A German InterCity Express (ICE) train in Leipzig station.
Fast, frequent rail service may be a boon to tourists. But it does not play a significant role in overall European travel. Eurostat’s Panorama of Transport says that, as of 2004, rails in the 25-member European Union carried just 5.8% of passenger travel — down from 6.2% in 2000 — while automobiles (including motorcycles) carried 76.0%, up from 75.5% in 2000 (see p. 102).
Italy was the first European country to start high-speed train service, with a 160-mile-per-hour train between Rome and Florence in 1978. France’s TGV began service in 1981. Today, high-speed trains run on more than 3,000 miles of track in Europe. France is the leader: its trains carry 54 percent of Europe’s high-speed rail riders, followed by Germany at 26 percent and Italy at 10 percent. Spain, the U.K., and other countries are all below 5 percent.
At the same time, page 106 of the Panorama of Transport says rail carries only 8.6% of passenger travel in France, with 85% going by car. German rails have 7.1% of the market, with 85% by car; Dutch rails are 8.1%, 84% car; U.K. is 5.5% rail, 87% car, and so forth. Even in Eastern Europe, with the exception of Hungary (where rails have 13% of the market), rails carry only 6 to 8 percent of travel. (These numbers don’t count air travel; adding that reduces rail’s shares even further.)
Regulations set by the European Union are supposed to prevent member states from gaining an unfair advantage over other members by subsidizing their transport networks. Yet most of the capital costs of high-speed rail has been covered by government subsidies, sometimes (as in Japan) in the form of “loans” to the state-owned rail companies that will probably never be repaid.

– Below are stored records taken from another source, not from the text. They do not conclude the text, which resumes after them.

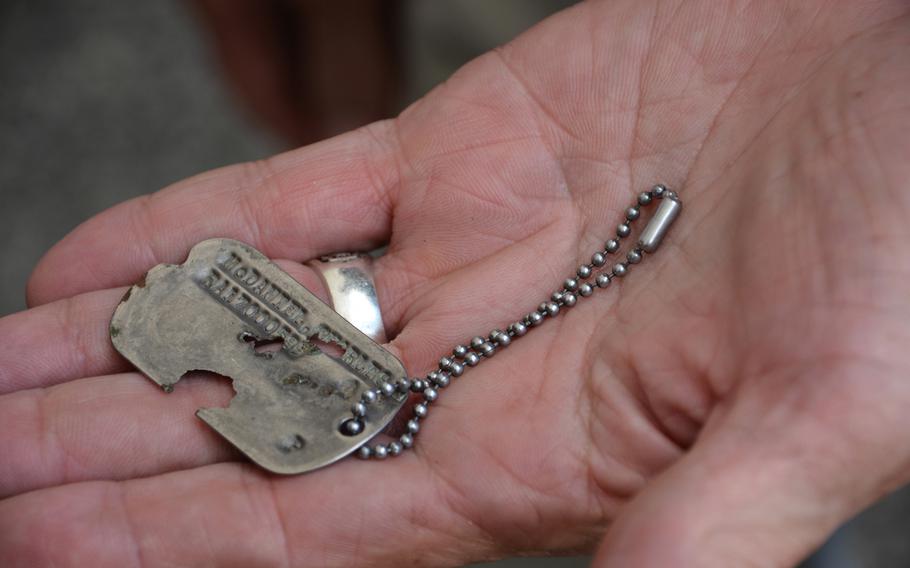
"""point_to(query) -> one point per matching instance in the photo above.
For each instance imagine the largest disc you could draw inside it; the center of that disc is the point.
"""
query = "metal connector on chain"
(577, 286)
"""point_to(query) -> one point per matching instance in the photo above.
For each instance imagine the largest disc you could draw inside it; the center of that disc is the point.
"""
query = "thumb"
(766, 483)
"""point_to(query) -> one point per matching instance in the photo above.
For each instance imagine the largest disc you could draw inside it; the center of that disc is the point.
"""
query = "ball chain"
(579, 285)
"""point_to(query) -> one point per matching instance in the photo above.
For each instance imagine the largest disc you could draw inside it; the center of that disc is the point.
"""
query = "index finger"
(331, 196)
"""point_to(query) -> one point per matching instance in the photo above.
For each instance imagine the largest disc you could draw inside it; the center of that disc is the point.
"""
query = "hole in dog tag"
(296, 365)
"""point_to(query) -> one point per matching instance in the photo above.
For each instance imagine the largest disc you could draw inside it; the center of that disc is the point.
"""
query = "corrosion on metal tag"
(213, 313)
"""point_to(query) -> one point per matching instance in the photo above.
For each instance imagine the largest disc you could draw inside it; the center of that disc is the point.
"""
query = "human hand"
(740, 394)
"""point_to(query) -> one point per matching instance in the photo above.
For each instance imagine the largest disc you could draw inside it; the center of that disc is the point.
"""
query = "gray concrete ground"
(102, 101)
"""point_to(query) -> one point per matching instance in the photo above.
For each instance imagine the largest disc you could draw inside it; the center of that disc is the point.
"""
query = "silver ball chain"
(479, 348)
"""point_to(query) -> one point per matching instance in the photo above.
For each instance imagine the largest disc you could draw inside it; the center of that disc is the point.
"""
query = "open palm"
(736, 397)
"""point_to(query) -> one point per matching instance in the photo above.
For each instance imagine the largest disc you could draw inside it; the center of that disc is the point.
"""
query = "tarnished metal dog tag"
(213, 313)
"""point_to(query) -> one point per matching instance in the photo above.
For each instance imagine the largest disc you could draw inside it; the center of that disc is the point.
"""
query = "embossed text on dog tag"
(215, 311)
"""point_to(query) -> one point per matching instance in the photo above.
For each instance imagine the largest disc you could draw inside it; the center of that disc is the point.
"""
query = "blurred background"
(102, 101)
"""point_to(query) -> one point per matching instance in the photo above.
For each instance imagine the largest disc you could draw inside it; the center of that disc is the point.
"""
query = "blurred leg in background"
(101, 101)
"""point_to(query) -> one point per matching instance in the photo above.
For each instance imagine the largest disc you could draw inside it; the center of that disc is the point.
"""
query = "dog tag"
(228, 310)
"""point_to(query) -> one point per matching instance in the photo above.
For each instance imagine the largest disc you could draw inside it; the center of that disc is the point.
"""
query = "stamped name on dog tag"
(216, 312)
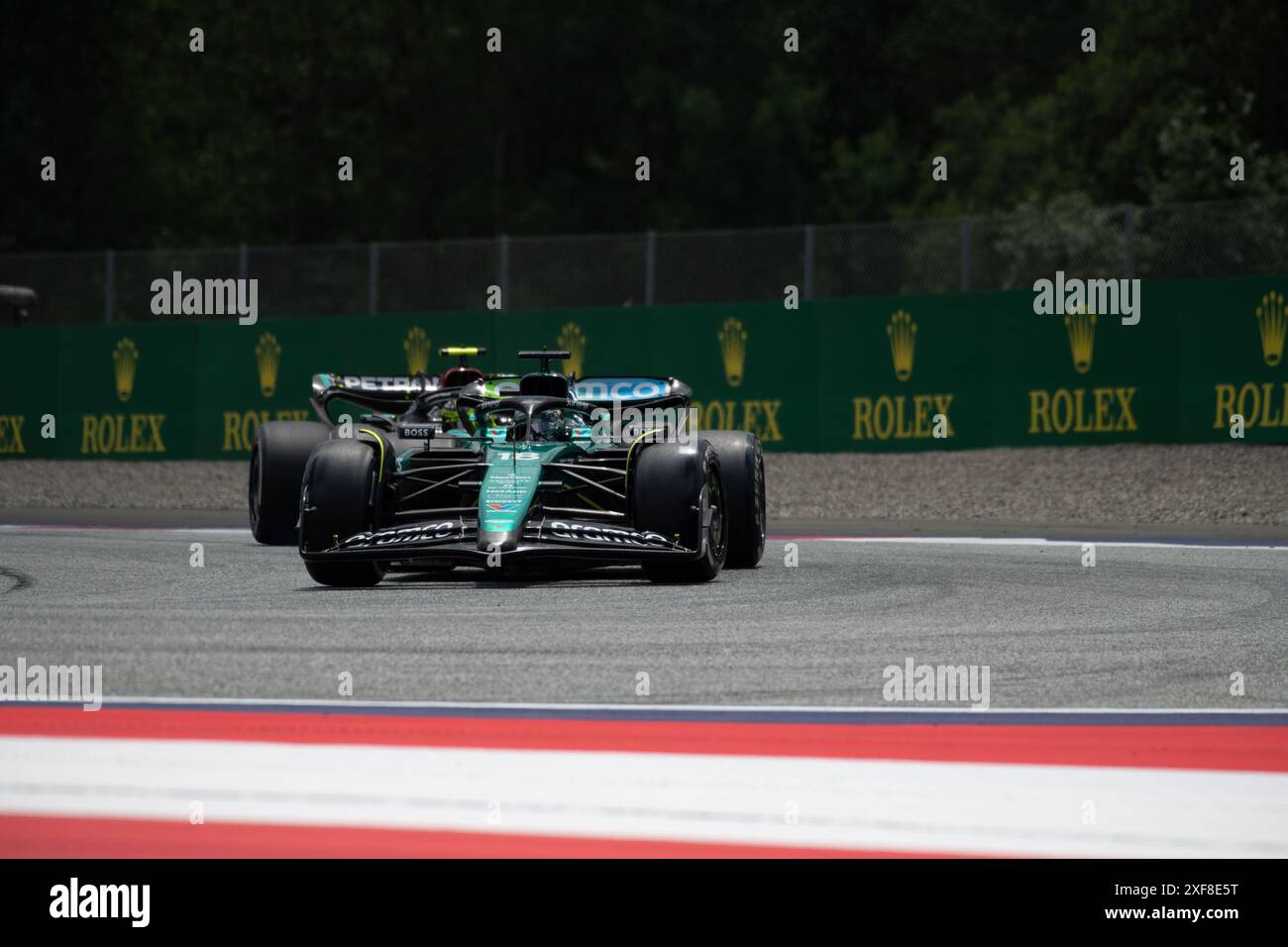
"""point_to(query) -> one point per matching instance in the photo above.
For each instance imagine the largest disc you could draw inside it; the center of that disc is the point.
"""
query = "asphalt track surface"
(1160, 621)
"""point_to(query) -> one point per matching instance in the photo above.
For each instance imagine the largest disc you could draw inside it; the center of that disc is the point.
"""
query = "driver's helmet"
(548, 425)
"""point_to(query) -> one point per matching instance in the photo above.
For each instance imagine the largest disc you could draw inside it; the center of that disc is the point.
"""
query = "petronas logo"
(903, 342)
(574, 341)
(268, 355)
(1082, 335)
(733, 351)
(1271, 322)
(416, 346)
(125, 359)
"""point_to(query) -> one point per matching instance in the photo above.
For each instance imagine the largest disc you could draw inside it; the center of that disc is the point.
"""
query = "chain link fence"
(824, 262)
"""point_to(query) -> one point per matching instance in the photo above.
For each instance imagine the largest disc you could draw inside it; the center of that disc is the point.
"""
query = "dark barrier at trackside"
(871, 373)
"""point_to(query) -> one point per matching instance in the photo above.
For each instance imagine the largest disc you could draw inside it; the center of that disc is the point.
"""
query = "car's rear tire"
(679, 493)
(742, 464)
(277, 462)
(336, 502)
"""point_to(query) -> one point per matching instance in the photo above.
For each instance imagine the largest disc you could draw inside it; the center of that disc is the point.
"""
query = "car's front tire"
(277, 462)
(336, 501)
(742, 464)
(679, 493)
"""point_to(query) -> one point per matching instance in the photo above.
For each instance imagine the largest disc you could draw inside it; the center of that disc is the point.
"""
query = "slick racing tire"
(679, 493)
(742, 464)
(277, 462)
(336, 504)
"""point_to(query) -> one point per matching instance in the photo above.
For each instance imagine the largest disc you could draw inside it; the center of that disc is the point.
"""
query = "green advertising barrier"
(871, 373)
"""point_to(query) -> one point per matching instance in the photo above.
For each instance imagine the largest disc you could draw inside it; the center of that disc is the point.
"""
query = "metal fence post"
(649, 265)
(108, 286)
(502, 245)
(1128, 237)
(809, 262)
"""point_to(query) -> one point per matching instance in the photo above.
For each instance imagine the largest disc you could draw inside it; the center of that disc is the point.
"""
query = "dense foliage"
(158, 146)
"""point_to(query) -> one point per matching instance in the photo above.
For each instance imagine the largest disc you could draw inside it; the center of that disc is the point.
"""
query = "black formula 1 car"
(281, 449)
(557, 474)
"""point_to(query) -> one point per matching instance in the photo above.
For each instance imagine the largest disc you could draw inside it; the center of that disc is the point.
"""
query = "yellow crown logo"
(1273, 322)
(1082, 335)
(574, 341)
(268, 355)
(125, 357)
(416, 346)
(733, 351)
(903, 339)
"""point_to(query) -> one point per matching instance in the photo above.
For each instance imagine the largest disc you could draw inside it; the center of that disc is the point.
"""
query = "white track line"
(292, 702)
(857, 804)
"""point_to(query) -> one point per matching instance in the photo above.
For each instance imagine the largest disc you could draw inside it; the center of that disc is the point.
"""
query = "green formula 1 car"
(558, 474)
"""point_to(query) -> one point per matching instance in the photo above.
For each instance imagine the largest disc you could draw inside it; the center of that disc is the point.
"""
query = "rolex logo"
(1271, 321)
(903, 341)
(1082, 335)
(125, 357)
(574, 341)
(268, 355)
(416, 346)
(733, 351)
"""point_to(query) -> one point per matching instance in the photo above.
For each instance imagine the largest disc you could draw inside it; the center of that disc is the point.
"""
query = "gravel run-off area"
(1119, 483)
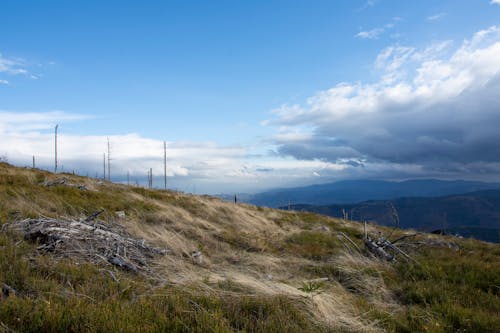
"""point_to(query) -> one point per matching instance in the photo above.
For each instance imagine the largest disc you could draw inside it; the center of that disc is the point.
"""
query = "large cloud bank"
(434, 111)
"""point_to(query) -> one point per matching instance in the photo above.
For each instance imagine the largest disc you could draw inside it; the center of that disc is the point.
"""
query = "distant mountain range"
(353, 191)
(475, 214)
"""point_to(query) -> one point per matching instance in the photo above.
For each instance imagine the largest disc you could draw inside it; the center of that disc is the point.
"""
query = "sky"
(253, 95)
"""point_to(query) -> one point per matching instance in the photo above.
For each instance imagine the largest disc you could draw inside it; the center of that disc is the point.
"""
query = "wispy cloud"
(208, 166)
(14, 66)
(370, 34)
(367, 4)
(375, 33)
(433, 112)
(438, 16)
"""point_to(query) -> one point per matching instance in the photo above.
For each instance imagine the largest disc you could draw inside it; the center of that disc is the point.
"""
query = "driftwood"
(91, 240)
(377, 249)
(7, 291)
(63, 182)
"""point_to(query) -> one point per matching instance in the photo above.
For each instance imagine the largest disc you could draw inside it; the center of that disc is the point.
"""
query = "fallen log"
(377, 250)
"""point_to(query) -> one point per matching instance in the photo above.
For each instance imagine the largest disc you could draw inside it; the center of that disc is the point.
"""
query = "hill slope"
(353, 191)
(475, 214)
(255, 269)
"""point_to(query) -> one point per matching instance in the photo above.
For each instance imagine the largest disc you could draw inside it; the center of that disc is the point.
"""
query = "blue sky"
(254, 94)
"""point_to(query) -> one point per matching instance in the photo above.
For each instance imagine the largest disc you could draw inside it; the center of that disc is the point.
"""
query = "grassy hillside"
(256, 271)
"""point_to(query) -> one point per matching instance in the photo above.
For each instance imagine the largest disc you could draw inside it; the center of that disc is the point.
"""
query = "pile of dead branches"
(64, 182)
(90, 240)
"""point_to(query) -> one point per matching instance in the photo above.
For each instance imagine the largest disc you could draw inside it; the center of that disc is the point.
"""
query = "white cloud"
(370, 34)
(375, 33)
(433, 110)
(12, 66)
(438, 16)
(208, 166)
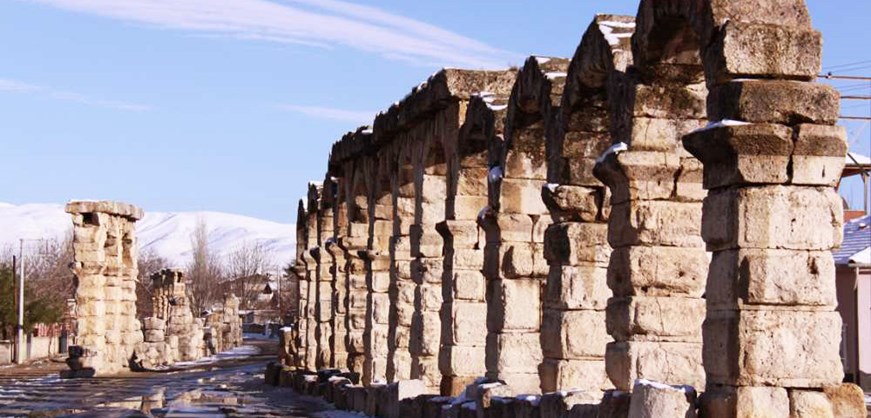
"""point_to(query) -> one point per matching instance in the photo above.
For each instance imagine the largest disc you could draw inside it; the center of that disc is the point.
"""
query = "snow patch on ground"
(236, 353)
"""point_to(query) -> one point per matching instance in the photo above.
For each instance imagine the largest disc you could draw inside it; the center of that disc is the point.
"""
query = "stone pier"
(104, 263)
(462, 357)
(572, 238)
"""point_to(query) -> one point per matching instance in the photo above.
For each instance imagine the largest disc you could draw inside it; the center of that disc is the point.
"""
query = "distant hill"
(168, 234)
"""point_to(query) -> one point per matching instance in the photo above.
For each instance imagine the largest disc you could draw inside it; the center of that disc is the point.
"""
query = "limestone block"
(656, 105)
(483, 395)
(522, 196)
(462, 360)
(638, 175)
(763, 51)
(573, 243)
(656, 400)
(576, 203)
(669, 362)
(819, 155)
(658, 271)
(774, 101)
(514, 305)
(664, 223)
(807, 404)
(661, 135)
(512, 227)
(559, 404)
(646, 318)
(776, 217)
(511, 354)
(155, 336)
(771, 277)
(615, 404)
(380, 308)
(399, 391)
(848, 400)
(779, 348)
(520, 260)
(430, 333)
(689, 185)
(469, 285)
(467, 323)
(573, 334)
(742, 154)
(380, 282)
(744, 402)
(588, 374)
(528, 406)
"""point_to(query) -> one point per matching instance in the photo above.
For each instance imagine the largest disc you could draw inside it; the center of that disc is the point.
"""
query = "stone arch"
(463, 285)
(514, 226)
(573, 331)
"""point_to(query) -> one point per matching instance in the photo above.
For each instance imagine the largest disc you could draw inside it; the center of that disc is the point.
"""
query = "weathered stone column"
(772, 215)
(426, 243)
(514, 223)
(657, 268)
(324, 275)
(350, 157)
(105, 257)
(378, 265)
(462, 356)
(338, 331)
(401, 277)
(299, 335)
(574, 334)
(311, 263)
(172, 305)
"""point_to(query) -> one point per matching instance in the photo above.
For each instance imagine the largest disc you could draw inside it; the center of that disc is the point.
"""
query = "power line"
(852, 64)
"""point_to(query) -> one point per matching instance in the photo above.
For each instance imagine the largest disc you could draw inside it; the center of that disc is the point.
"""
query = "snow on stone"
(168, 234)
(663, 386)
(614, 149)
(495, 174)
(615, 24)
(721, 124)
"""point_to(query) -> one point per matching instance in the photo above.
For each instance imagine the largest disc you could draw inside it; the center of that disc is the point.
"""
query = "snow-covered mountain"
(166, 234)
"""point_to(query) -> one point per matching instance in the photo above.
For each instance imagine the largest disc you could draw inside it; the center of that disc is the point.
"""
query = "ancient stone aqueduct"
(660, 207)
(109, 336)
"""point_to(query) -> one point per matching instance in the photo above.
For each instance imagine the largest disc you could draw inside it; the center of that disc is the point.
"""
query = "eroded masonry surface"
(643, 229)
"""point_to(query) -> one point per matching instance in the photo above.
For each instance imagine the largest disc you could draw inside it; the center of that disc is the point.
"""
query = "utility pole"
(19, 358)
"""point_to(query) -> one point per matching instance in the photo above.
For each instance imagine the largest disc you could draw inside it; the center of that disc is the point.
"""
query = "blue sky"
(232, 105)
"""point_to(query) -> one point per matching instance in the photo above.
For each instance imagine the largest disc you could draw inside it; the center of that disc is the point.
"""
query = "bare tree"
(204, 271)
(248, 268)
(149, 263)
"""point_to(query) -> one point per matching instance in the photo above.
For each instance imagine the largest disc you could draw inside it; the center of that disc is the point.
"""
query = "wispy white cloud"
(307, 22)
(352, 116)
(14, 86)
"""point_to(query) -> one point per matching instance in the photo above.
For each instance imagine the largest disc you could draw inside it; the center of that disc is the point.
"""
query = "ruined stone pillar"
(324, 310)
(515, 222)
(105, 257)
(772, 216)
(311, 264)
(378, 267)
(351, 156)
(172, 305)
(402, 287)
(657, 268)
(300, 328)
(574, 335)
(339, 278)
(426, 243)
(462, 357)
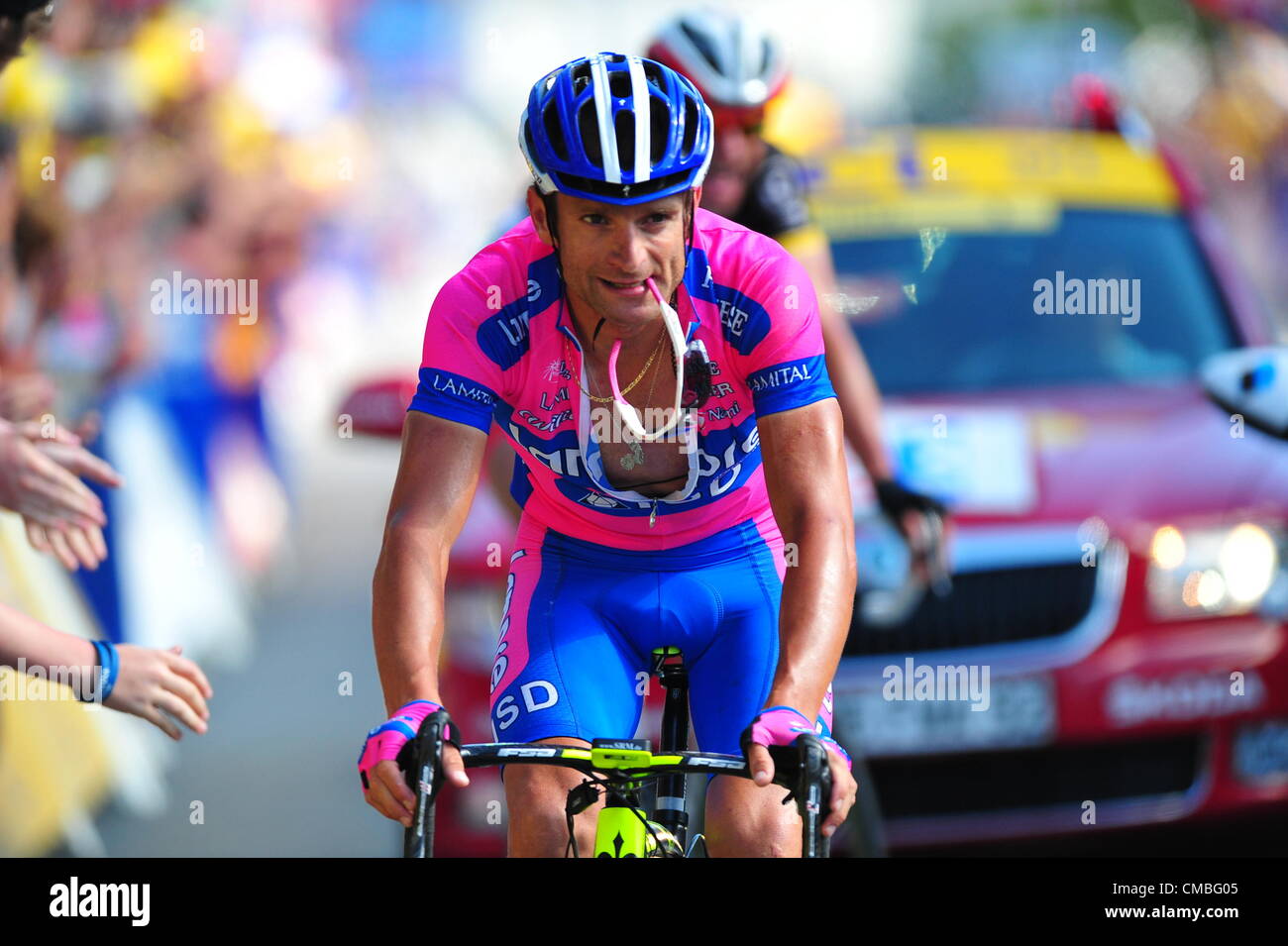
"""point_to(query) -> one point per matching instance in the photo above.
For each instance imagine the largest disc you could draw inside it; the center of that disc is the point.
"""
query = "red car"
(1037, 306)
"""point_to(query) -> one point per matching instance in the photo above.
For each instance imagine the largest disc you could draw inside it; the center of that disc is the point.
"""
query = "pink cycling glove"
(387, 739)
(781, 725)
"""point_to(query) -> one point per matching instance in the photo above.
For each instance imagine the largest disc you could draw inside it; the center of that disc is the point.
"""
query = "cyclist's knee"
(747, 821)
(536, 796)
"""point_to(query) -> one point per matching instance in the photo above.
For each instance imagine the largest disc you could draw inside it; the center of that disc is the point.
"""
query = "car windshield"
(944, 312)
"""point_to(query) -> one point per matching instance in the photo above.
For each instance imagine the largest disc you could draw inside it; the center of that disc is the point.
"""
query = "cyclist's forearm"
(39, 646)
(814, 618)
(407, 614)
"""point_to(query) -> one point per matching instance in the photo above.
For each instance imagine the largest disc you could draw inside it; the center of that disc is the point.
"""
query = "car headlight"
(1197, 573)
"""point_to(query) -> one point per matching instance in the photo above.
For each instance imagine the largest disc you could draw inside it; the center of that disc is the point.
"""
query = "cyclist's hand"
(40, 488)
(781, 726)
(382, 783)
(151, 681)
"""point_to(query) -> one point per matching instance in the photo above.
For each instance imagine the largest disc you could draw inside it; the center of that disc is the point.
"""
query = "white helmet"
(732, 59)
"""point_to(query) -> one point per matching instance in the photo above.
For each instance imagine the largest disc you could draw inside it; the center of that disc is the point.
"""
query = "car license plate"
(1019, 712)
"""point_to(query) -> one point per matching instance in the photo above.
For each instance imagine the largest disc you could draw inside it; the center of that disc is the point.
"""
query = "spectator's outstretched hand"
(161, 686)
(39, 480)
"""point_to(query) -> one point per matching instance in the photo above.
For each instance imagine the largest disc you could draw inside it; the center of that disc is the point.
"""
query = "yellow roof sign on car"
(986, 179)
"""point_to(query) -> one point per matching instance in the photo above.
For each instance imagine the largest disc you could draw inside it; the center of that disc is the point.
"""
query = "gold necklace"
(638, 377)
(635, 457)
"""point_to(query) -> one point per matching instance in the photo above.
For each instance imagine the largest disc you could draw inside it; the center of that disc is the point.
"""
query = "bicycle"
(621, 769)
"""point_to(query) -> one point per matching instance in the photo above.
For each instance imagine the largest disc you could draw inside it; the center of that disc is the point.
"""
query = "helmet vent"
(580, 77)
(554, 133)
(619, 85)
(691, 129)
(623, 124)
(588, 130)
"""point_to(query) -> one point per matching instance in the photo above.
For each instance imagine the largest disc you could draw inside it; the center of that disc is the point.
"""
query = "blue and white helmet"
(616, 128)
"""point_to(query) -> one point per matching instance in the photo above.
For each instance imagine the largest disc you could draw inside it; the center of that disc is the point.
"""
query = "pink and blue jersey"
(497, 345)
(592, 585)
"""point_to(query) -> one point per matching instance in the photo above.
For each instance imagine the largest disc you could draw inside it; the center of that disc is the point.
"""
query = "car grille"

“Rail is heavily subsidized,” says French economist Rémy Prud’Homme. “Users pay about half the total cost of providing the service.” Prud’Homme estimates that European Union nations give at least 68 billion euros in annual subsidies to their rail systems.
Despite the speed of the trains, the extent of the subsidies, and the punitive taxes on driving, high-speed rail has not reduced highway congestion. “Not a single high-speed track built to date has had any perceptible impact on the road traffic carried by parallel motorways,” says Aria Vatanen, a member of the European Parliament.

Two 185-mph Thalys trains pass one another on their journeys between Paris and Amsterdam.
The introduction of subsidized high-speed rail has caused some airlines to end service paralleling rail routes. Before France opened high-speed rail service between Paris and Marseille in 2001, nearly four times as many people flew this route as took the train. Today, trains carry more than two people for every person flying, and at least one airline has abandoned the route. Airlines have completely abandoned Paris-Brussels service, and at least one airline has left the Paris-London market, since high-speed rail service began between those cities.
Japan’s high-speed trains operate on a different track gauge (the distance between the rails) than its low-speed trains. This means the two networks never interconnect. Europe countries use the same gauge for both of their networks. In major cities like Paris, the two systems are separate. But in the hinterlands, the high-speed trains often operate at conventional speeds on tracks shared with other passenger and freight trains.
For example, TGV trains can be seen throughout France and into several bordering nations. But they only operate at high speeds between Paris and a few other major cities including Marseille, Le Mans, St. Pierre Des Corps, London, and Brussels.
As in Japan, the emphasis on passenger trains has meant a de-emphasis on freight trains. In 2004, rails carried just 16.5% of freight (compared with 37% in the U.S.), while highways carried 72.5 percent (compared with 28.7 percent in the U.S.). As in Japan, rail’s share of European freight is shrinking, while in the U.S. it is growing.
Billions in subsidies, dwindling market share, successful only in putting formerly profitable competitors out of business. These are hardly the hallmarks of a program worth envying or emulating.